As an example, a processor incorporating the techniques disclosed herein can be employed to process one or more neural networks to identify one or more features in an image or to alter, generate, or compress an image. For example, such a processor may be employed to enhance an image that is rendered using raster, ray-tracing (e.g., using NVIDIA RTX), and/or other rendering techniques. In another example, such a processor may be employed to reduce the amount of image data that is transmitted over a network (e.g., the Internet, a mobile telecommunications network, a WIFI network, as well as any other wired or wireless networking system) from a rendering device to a display device. Such transmissions may be utilized to stream image data from a server or a data center in the cloud to a user device (e.g., a personal computer, video game console, smartphone, other mobile device, etc.) to enhance services that stream images such as NVIDIA Geforce Now (GFN), Google Stadia, and the like.
As an example, a processor incorporating the techniques disclosed herein can be employed to process one or more neural networks for any other types of applications that can take advantage of a neural network. For example, such applications may involve translating from one spoken language to another, identifying and negating sounds in audio, detecting anomalies or defects during production of goods and services, surveillance of living and/or non-living things, medical diagnosis, decision making, and the like.
As an example, a processor incorporating the techniques disclosed herein can be employed to implement neural networks such as large language models (LLMs) to generate content (e.g., images, video, text, essays, audio, and the like), respond to user queries, solve problems in mathematical and other domains, and the like.

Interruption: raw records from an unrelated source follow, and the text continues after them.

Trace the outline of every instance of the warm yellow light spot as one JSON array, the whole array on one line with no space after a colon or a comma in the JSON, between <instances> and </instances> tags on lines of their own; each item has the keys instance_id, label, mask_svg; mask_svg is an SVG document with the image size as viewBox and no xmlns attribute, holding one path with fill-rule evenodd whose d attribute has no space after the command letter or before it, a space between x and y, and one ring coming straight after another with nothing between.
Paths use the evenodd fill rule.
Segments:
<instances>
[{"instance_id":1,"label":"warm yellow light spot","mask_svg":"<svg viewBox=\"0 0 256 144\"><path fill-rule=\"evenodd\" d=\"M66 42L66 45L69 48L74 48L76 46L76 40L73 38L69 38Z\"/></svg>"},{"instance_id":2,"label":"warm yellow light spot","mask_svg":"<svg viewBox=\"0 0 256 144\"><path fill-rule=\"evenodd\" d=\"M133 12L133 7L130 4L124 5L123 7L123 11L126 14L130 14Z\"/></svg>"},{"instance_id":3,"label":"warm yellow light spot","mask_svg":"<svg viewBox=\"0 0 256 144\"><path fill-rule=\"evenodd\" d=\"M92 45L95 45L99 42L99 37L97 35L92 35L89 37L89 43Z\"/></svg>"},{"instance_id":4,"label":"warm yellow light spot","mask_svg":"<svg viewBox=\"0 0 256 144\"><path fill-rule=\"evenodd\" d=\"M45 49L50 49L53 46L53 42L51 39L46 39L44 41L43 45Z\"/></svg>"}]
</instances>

All publications including but not limited to patent publications cited herein are incorporated herein by reference as if expressly set forth.
While the preceding is directed to embodiments of the present disclosure, other and further embodiments of the disclosure may be devised without departing from the scope thereof, and the scope of protection is therefore determined by combinations of elements and/or features of the claims that follow.